His eyes were focused on his interlocutor, gauging Lloyd George as if he was not the Prime Minister but a simple guest.
Richard used even his height, looming over the smaller man to assert his domination in their heated exchange.
He was in his natural habitat, and his every gesture expressed his assurance.
When he was not at Downton, when he was anywhere else, in Brighton, in Glasgow, in London, Richard Carlisle was a very attractive man.
For very different reasons from her grandmother’s, Mary started to question the wisdom of her aunt’s strategic move. The memory of her near slip-up was too fresh, the current truce with Matthew too fragile.
The wave of desire she felt could not be attributed to frustration anymore, and was all the more disturbing and frightening.
Not for the first time since this autumn, Mary used her guilt as a crutch. She had chosen Matthew and Downton, she had to stick by this choice.
For better for worse.
For richer for poorer.
In sickness and in health.
For her unborn child, she needed to make her marriage work. For the sake of the love for Matthew she had secretly nurtured for the most part of five years, Mary could not desert her husband or Downton, it was simple like that.
She would be able to build her own happiness with the cards she had dealt herself, and she would not think about the cards she could have played with.
In the middle of the crowd, she glimpsed Richard as he shook hands with Lloyd George. Both men had reached an agreement, apparently. However, before they went their separate ways, she saw the Prime Minister whispering something in the publisher’s ear, gesturing vaguely in her direction.
It was too late to hide.
The evident surprise and discomfort on Richard’s face showed he had not expected to meet her here at all. Then a fugitive expression of hurt passed on his features before he clenched his jaw as he turned back to the politician. Richard’s back was blocking her view partially, but she could tell how tension had replaced his previous relaxed attitude by the way he set his shoulders.

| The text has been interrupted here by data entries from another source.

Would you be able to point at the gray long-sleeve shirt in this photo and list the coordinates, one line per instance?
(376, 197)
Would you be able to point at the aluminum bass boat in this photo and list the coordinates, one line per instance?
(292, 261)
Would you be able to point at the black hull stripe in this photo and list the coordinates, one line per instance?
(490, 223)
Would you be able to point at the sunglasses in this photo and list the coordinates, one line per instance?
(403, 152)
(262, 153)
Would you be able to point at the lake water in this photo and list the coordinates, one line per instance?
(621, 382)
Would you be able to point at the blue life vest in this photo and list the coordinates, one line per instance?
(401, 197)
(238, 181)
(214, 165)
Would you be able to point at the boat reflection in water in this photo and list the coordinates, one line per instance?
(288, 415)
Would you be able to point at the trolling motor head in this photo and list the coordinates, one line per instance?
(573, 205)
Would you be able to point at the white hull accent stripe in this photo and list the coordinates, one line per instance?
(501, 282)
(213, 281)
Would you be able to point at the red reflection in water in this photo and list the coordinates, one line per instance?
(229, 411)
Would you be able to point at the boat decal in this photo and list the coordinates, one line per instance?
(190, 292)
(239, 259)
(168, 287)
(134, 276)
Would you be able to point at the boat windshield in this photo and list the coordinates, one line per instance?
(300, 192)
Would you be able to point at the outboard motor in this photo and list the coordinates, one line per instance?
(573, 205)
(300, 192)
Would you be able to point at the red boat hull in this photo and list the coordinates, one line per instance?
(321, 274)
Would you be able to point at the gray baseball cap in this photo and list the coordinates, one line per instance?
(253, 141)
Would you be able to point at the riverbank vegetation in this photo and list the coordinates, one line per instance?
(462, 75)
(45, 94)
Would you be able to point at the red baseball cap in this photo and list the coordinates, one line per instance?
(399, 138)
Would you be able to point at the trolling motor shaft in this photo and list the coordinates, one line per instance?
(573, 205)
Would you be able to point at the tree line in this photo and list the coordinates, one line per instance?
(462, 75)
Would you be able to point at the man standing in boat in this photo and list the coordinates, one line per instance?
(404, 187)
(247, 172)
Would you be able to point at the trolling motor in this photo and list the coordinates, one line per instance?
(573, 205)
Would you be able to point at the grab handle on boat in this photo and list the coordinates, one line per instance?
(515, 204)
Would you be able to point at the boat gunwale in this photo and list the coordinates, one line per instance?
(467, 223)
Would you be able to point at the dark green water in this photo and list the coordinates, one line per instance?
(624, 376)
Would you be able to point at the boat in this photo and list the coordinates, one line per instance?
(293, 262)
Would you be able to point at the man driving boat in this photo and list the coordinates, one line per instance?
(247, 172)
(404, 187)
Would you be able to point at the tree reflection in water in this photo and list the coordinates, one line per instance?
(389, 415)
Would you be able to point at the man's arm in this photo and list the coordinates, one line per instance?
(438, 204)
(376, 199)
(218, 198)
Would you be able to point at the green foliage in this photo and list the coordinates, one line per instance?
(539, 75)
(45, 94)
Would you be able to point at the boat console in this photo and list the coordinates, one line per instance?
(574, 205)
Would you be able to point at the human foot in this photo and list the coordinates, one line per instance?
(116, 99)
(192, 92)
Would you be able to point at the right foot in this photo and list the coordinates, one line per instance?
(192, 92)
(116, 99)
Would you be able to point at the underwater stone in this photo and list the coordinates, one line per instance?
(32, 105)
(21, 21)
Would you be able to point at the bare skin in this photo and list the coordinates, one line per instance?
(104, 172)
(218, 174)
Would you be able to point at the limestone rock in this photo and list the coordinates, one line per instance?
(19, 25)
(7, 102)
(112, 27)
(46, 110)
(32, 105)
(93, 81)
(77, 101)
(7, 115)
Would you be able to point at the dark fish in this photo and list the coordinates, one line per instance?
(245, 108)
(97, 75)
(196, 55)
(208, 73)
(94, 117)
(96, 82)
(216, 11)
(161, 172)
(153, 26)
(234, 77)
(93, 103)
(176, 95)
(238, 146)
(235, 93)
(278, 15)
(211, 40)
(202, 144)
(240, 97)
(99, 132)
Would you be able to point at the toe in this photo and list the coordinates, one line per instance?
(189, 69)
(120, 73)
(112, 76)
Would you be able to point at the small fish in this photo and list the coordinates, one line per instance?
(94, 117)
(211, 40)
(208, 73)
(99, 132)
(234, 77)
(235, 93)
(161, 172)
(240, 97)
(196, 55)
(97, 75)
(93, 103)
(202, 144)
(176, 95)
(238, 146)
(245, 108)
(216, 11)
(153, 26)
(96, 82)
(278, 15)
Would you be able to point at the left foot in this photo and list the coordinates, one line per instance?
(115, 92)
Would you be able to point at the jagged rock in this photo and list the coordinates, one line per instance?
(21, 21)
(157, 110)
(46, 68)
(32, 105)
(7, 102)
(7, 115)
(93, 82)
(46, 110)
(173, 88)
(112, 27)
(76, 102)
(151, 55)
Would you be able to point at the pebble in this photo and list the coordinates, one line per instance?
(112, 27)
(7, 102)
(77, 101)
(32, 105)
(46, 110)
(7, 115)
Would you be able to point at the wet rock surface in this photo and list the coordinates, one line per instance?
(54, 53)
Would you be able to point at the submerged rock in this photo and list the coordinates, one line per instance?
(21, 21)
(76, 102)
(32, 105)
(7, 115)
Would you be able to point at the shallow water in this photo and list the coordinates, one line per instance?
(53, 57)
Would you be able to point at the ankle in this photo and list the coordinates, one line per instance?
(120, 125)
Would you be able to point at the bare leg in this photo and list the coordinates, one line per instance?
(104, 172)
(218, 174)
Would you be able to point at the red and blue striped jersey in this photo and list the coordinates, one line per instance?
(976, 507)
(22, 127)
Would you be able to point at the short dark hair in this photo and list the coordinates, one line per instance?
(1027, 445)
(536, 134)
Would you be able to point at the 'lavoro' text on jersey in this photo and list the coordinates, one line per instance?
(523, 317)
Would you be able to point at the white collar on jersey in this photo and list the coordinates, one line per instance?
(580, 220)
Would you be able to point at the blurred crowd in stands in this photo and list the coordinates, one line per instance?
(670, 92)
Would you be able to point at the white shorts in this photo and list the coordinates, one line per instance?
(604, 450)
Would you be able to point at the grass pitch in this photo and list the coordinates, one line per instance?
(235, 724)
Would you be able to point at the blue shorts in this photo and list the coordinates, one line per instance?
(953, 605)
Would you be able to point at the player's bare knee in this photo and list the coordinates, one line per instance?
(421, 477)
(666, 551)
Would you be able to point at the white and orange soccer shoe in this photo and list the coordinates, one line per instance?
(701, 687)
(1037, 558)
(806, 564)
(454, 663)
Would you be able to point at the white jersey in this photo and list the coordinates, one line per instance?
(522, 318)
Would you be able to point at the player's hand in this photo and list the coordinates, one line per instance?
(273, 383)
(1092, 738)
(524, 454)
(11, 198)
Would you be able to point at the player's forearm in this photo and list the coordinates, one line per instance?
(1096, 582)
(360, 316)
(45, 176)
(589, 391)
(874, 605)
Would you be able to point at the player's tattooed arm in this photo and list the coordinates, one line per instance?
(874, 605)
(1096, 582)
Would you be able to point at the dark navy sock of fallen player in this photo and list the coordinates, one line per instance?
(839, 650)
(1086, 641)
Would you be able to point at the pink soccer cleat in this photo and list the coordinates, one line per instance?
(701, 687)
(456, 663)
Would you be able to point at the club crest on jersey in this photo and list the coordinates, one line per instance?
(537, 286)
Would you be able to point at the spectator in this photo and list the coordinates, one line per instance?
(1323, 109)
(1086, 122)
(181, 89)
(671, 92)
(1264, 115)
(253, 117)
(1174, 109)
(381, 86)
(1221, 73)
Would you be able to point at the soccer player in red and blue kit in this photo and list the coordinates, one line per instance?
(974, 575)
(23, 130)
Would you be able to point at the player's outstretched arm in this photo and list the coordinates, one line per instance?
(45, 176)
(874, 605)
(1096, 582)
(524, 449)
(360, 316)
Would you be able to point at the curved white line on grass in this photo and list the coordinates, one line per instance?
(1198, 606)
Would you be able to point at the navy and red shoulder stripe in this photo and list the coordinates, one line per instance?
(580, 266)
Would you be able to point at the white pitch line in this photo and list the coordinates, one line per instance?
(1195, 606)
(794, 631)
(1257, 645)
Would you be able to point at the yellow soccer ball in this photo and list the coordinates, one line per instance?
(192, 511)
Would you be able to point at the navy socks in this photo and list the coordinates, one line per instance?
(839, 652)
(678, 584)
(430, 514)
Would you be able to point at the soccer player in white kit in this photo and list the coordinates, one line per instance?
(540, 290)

What he said, or the way he uttered it must have been terrible: all the color drained from Lloyd George’s face before the man raised his hands in apology.
As she feigned to accept her grandmother’s line of reasoning and her suggestion to go to another room, Mary made her escape and walked through the crowd to join her husband in the smoking room. In the opposite corner of the main room, next to the band, she saw Richard approach Lady Virginia, whom her husband had abandoned earlier in the evening, and invite her to join the dancers.